Düşmanlarımız özgür kalemin nasıl bir güce sahip olduğunu, neleri deşifre ettiğini çok iyi biliyorlar. Oysa biz kelimelerin gücüne sığınmayı, kalemin gerçek silah olduğunu gereği gibi anlamış değiliz. Nitekim Allahu Teâla bile yüce kitabında kaleme yemin etmiştir. Kur’anı Azimüşşan’daki surelerden birinin adı Kalem suresidir. Peki, niçin? Kalemin gücünü iyice anlayalım diye.
İslam davetinin başladığı günden itibaren kelimelerin savaşı da başlamıştır. Uydurma hadislerle Hz. Peygamber (sav) hedef alınmış, İsrailiyat ile İslam tarihi yalan yanlış rivayetlerle sabote edilmek istenmiştir. İslam âlimleri ve düşünürleri ya türlü karalama kampanyalarına kurban edilmiş ya da unutulmaya terk edilerek hayatımızdan silinmeye çalışılmıştır.
Hilafetin kaldırılmasında rol oynayan ırkçılık batağına saplanmış kalemleri unutmuyoruz. 60’lı yıllarda Arap ve İslam dünyasını kasıp kavuran dinsizlik akımı da kalem sahipleri tarafından gündeme getirildi. Kendi coğrafyasında İslamı, Müslümanları karalama kampanyasına gönüllü yazılanları da es geçmiyoruz.
Hiçbir Arap evladı direnişe destek veren kaleminden korkulduğu için MOSSAD tarafından suikasta uğrayan Filistinli edebiyatçı Gassan Kenefani’yi unutmuyor. Filistin direnişinin sembolü Hanzala karakterine can veren Naci el Ali’yi de unutmuyoruz. Kaleminden başka silahı olmayan Seyyid Kutub’u, Hasan el Benna’yı ve diğer fikir adamlarını da.
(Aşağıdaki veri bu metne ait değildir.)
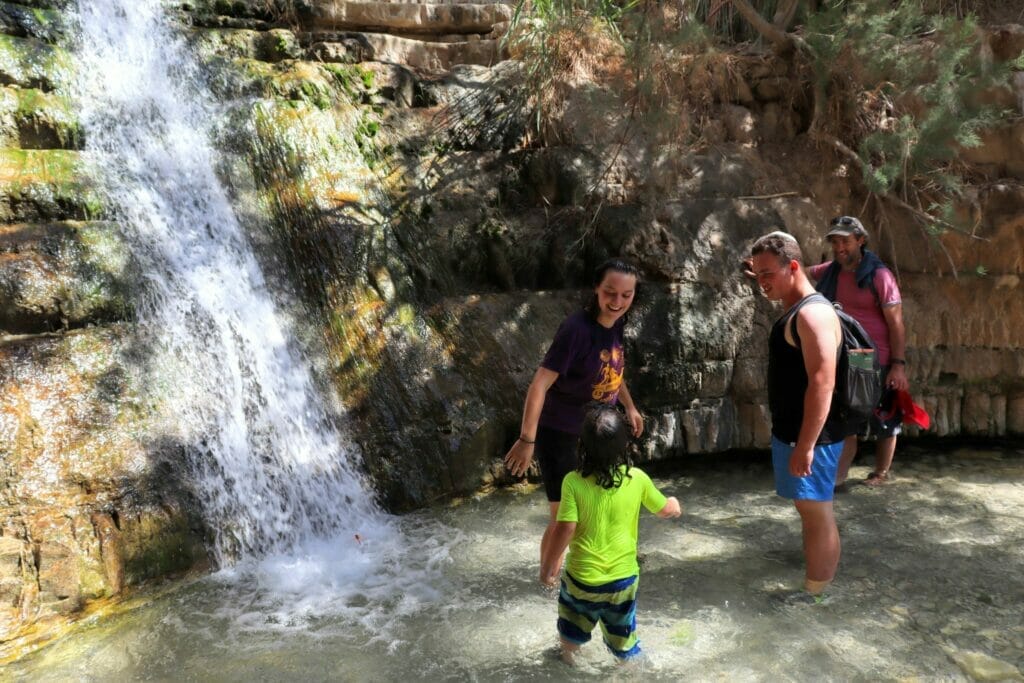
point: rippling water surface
(929, 587)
Amerikalı politikacı Cordell Hull der ki: “Bir halkı ortadan kaldırmak istiyorsanız önce onların tarih algısını yok edin. Sonra dilini ve kültürünü tahrip edin ki başka bir dil ve kültürü benimsemeye açık hale gelsinler. Sonra onlar için yeni bir tarih algısı icat edin. Böylece kim olduklarını ve gerçek kahramanlarını unutmuş olurlar.”
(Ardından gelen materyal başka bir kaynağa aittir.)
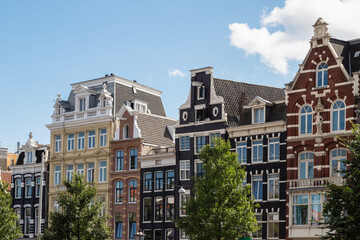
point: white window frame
(57, 143)
(70, 142)
(306, 114)
(57, 175)
(102, 171)
(103, 137)
(240, 145)
(183, 164)
(257, 143)
(338, 110)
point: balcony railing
(314, 182)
Kelimelerin en güçlü, en tehlikeli silah olduğunu idrak etmemiz gerekiyor. İnsanların düşüncelerine ancak kelimeler yoluyla sızabilir, iyiye ve doğruya ancak kelimeler yoluyla ikna edebiliriz. Kelimeleri kullanarak insanlarımızı başkalarına dönüştürenlere, yine kelimeler yoluyla karşılık verebilir ve insanlarımızı geri kazanabiliriz. Çocuklarımızı, yeni kuşakları kelimeler yoluyla tarihine, kültürüne, gerçek kimliğine kazandırabiliriz.
Düşünen ve eli kalem tutanlara hak ettiği değeri verelim. Elimizden geldiğince onları destekleyelim. Kötüye karşı süren savaşımızda bizim en güçlü askerlerimiz onlar çünkü.
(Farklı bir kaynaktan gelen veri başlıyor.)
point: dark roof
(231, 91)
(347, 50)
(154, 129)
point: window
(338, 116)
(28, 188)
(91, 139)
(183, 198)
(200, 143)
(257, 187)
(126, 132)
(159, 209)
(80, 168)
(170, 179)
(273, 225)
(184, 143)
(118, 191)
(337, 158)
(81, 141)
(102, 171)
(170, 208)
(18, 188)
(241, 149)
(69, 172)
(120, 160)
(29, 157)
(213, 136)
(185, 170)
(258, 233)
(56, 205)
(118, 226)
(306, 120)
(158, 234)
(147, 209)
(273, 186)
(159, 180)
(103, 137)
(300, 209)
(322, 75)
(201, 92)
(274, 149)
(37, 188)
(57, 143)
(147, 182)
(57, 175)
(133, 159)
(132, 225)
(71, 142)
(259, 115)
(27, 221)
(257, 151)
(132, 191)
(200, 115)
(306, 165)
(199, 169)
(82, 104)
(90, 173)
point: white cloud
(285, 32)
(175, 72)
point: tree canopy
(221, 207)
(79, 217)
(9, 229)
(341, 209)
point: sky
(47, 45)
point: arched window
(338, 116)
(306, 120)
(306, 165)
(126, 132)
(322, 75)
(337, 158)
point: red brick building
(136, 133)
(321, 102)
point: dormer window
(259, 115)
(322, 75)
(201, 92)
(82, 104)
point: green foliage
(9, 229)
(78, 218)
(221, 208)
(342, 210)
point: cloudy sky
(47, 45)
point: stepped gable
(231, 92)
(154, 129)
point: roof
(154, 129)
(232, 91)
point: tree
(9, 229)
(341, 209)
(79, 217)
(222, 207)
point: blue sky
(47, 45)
Bu yazıyı kaleme aldığım saatlerde Kaşıkçı muamması henüz çözülmüş değildi. Akıbetine dair resmi bir açıklama henüz yapılmamıştı. Konu hakkında halen pek çok analiz ve yorum yapılmaya devam ediliyor. Onur sahibi herkes Kaşıkçı hakkındaki olumsuz haberlerin yalan çıkmasını ve onun sağ salim aramıza dönmesini temenni ediyor. Kaşıkçı’nın kişisel menfaatlerini bir kenara bırakıp sürgünde yaşamayı tercih etmesinden alınacak dersler var. Özgür düşünmek! Özgür konuşmak! Zulme, baskıya ve yanlışa karşı sesini yükseltmek!